Teaching is a time-consuming position, but it is also a noble industry because you are impacting the next generation. There are several things you should think about before you decide to make this your career path.

Becoming Educated

Often, the educational path to becoming a teacher is a grueling one. It will depend on the type of teaching you decide to go into, but while getting your degree, you may need to work in the classroom for a certain number of hours. And your graduate degree can be expensive, so you may want to consider taking out a student loan from a private lender to cover the cost of the degree. With Earnest graduate student loans, they allow you to cover the costs easily.

Committing Time

To be effective in this industry, you should know that the amount of time you devote to work should be spent with the children and not doing something else. Grading and coming up with lesson plans might be done outside of normal work hours. Plus, you will need to come up with some time for professional development in order to grow.

Understand the Compensation

There are many things you can do with an education degree but if teaching is your passion, you should know what to expect salary-wise. You have likely heard that teachers do not make that much money compared to professionals in other positions. However, districts and states might have different compensation levels, and you have to take the cost of living in that area into account. Plus, you should consider the amount of time you will be working.
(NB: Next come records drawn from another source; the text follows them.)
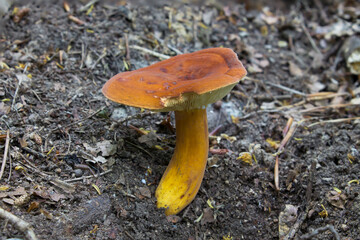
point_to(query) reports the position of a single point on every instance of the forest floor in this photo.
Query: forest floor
(78, 166)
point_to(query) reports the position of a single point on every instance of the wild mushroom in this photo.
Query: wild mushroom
(185, 84)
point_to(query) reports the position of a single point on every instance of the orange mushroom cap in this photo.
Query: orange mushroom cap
(183, 82)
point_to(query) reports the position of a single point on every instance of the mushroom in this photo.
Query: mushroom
(185, 84)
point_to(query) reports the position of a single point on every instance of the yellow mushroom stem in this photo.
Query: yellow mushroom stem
(183, 176)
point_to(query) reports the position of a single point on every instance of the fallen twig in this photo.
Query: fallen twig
(33, 152)
(311, 40)
(288, 132)
(85, 7)
(333, 121)
(19, 224)
(7, 141)
(321, 230)
(86, 177)
(155, 54)
(286, 89)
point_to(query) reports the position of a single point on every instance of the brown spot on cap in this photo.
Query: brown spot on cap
(198, 73)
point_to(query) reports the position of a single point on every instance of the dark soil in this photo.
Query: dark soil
(62, 127)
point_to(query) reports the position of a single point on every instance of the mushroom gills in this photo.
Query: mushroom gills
(183, 176)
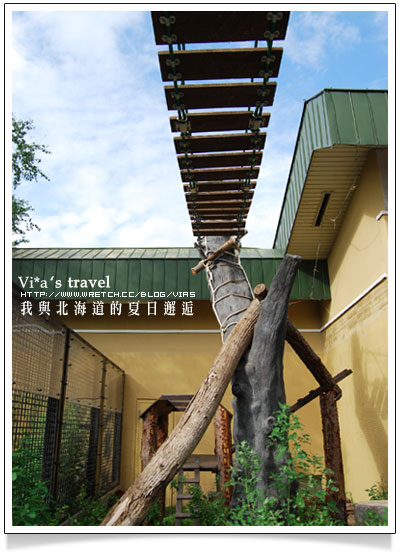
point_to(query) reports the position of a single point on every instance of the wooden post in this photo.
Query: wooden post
(155, 432)
(149, 436)
(311, 359)
(223, 449)
(332, 449)
(133, 506)
(259, 389)
(99, 451)
(317, 392)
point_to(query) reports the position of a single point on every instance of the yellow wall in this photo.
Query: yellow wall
(176, 363)
(358, 338)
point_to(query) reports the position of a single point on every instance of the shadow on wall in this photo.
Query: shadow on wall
(371, 401)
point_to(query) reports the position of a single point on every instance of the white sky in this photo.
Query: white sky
(90, 81)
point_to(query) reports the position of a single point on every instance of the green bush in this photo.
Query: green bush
(378, 491)
(32, 504)
(302, 485)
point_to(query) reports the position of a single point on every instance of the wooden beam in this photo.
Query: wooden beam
(229, 244)
(223, 449)
(208, 187)
(201, 122)
(333, 450)
(215, 27)
(222, 196)
(311, 359)
(220, 160)
(217, 95)
(232, 63)
(220, 174)
(312, 395)
(220, 142)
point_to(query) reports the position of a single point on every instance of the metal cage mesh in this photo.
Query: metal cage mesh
(64, 390)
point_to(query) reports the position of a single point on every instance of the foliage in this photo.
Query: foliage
(209, 508)
(25, 163)
(31, 500)
(33, 505)
(379, 491)
(251, 510)
(373, 518)
(302, 486)
(92, 510)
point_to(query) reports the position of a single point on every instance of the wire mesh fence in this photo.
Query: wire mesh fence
(67, 402)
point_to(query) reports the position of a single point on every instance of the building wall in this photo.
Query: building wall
(358, 337)
(177, 362)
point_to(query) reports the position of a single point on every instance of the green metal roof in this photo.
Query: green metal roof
(153, 270)
(332, 117)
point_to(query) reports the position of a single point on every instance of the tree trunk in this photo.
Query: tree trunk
(264, 374)
(134, 505)
(257, 384)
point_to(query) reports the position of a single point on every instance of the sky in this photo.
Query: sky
(90, 81)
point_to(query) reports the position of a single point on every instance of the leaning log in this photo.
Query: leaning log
(260, 389)
(311, 360)
(333, 451)
(136, 502)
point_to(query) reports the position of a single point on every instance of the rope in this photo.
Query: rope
(255, 122)
(183, 122)
(232, 294)
(213, 290)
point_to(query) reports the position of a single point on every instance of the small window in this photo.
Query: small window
(322, 209)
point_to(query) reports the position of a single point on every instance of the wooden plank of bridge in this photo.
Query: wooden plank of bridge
(219, 95)
(210, 175)
(215, 27)
(232, 63)
(222, 142)
(201, 122)
(209, 187)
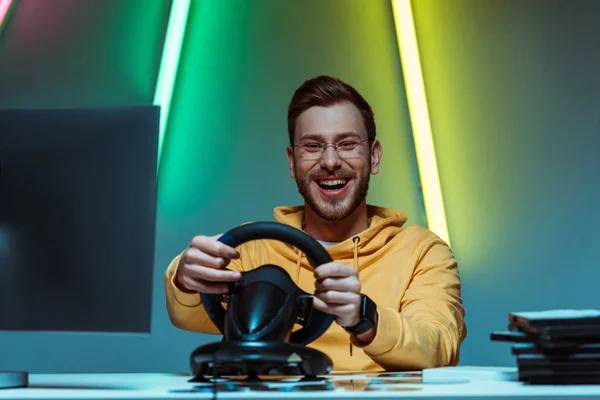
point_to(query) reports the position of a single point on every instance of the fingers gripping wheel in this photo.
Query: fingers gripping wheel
(314, 322)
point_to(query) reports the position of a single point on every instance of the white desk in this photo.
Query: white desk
(447, 383)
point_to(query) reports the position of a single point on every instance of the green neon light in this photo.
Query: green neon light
(4, 9)
(167, 73)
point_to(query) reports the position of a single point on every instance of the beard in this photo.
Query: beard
(339, 208)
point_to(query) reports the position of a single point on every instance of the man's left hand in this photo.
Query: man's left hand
(338, 292)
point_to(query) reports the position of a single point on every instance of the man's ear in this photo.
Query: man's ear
(375, 156)
(290, 157)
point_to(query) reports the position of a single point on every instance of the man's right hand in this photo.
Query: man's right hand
(201, 266)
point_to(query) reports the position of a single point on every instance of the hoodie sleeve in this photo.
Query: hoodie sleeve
(427, 330)
(185, 309)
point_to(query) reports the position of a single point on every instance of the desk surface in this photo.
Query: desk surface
(449, 383)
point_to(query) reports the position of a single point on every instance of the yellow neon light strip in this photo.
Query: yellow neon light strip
(169, 64)
(419, 115)
(4, 7)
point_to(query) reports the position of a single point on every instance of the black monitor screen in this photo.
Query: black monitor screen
(77, 219)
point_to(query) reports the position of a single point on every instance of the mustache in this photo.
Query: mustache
(326, 174)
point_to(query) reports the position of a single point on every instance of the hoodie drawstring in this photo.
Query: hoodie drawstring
(298, 266)
(356, 240)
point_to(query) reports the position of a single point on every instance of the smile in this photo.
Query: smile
(332, 187)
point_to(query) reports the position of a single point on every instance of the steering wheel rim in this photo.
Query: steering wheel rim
(316, 254)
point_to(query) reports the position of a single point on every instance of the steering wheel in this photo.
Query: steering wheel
(317, 322)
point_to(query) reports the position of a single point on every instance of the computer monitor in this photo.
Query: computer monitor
(77, 219)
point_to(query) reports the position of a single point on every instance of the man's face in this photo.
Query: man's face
(333, 183)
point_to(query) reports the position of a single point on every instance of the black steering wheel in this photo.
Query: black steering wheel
(317, 322)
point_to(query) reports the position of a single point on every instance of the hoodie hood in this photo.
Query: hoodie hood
(361, 250)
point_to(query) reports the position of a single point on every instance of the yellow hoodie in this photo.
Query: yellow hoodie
(410, 273)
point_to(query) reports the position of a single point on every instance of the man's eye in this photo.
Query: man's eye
(312, 146)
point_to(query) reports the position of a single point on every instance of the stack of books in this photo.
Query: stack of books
(555, 347)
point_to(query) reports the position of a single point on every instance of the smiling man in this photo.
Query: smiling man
(394, 289)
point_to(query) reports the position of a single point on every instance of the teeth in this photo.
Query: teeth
(334, 182)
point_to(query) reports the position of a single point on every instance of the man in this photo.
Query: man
(407, 276)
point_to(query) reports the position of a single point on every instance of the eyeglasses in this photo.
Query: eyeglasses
(345, 148)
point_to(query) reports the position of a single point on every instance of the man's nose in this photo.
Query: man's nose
(331, 160)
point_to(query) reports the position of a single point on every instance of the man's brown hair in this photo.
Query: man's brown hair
(325, 91)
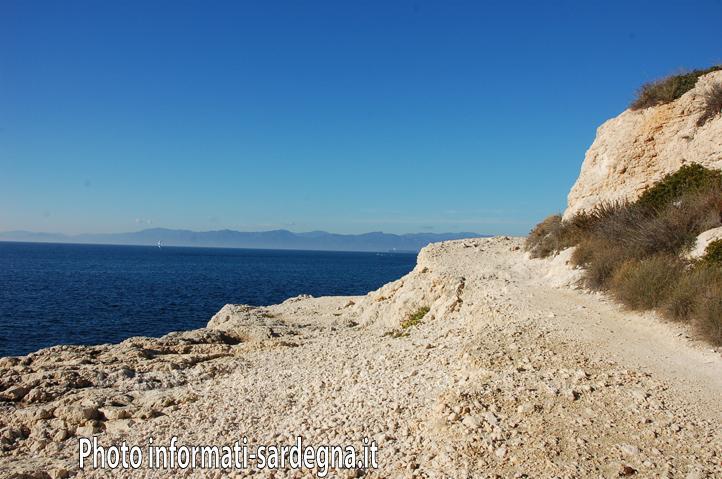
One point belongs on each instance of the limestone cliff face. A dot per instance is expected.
(637, 148)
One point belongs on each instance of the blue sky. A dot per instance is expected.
(344, 116)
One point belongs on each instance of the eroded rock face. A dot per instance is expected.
(636, 149)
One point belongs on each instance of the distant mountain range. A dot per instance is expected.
(276, 239)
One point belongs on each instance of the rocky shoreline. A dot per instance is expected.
(511, 372)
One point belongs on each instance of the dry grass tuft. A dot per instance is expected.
(634, 250)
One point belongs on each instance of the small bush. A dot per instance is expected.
(713, 104)
(600, 258)
(646, 284)
(415, 318)
(708, 312)
(692, 178)
(544, 239)
(684, 298)
(713, 254)
(668, 89)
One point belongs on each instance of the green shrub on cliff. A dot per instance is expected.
(668, 89)
(634, 249)
(692, 178)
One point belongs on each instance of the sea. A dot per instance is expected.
(92, 294)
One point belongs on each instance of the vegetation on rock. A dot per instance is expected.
(668, 89)
(635, 250)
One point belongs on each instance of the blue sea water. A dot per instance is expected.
(91, 294)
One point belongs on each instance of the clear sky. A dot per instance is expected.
(347, 116)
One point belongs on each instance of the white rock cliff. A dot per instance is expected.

You might only start out with $30,000, but the district may give you two months off during the summer and more time off around the winter holidays. Divide the salary among the actual number of hours worked to determine how much you are getting per hour. You could get a temporary job during the times you are off. Or take on a side hustle that allows you to increase or decrease your hours worked as needed.

Meeting Expectations

In this industry, you might be pitied or revered, at the same time. When people hear you are a teacher, they might say they couldn’t do what you do, or they could tell you stories about their own poor teachers. And you may receive others’ condolences when you tell them you are a teacher. At the same time, you might be respected for training up the next generation. Understand that you may get mixed reactions when talking about your profession.

Many people have expectations of what a teacher should do and be like in the community. You might not have realized that you will have various people puling you in differing directions. As a teacher, you will be a coach, nurse, parent, career advisor, friend, and coordinator of activities. Even in one class, there will be students from a range of abilities and skillsets. Your success in the role will depend on how well you are able to customize the curriculum and reach each student on an individual level. It’s challenging, but if you are successful, it will be extremely rewarding.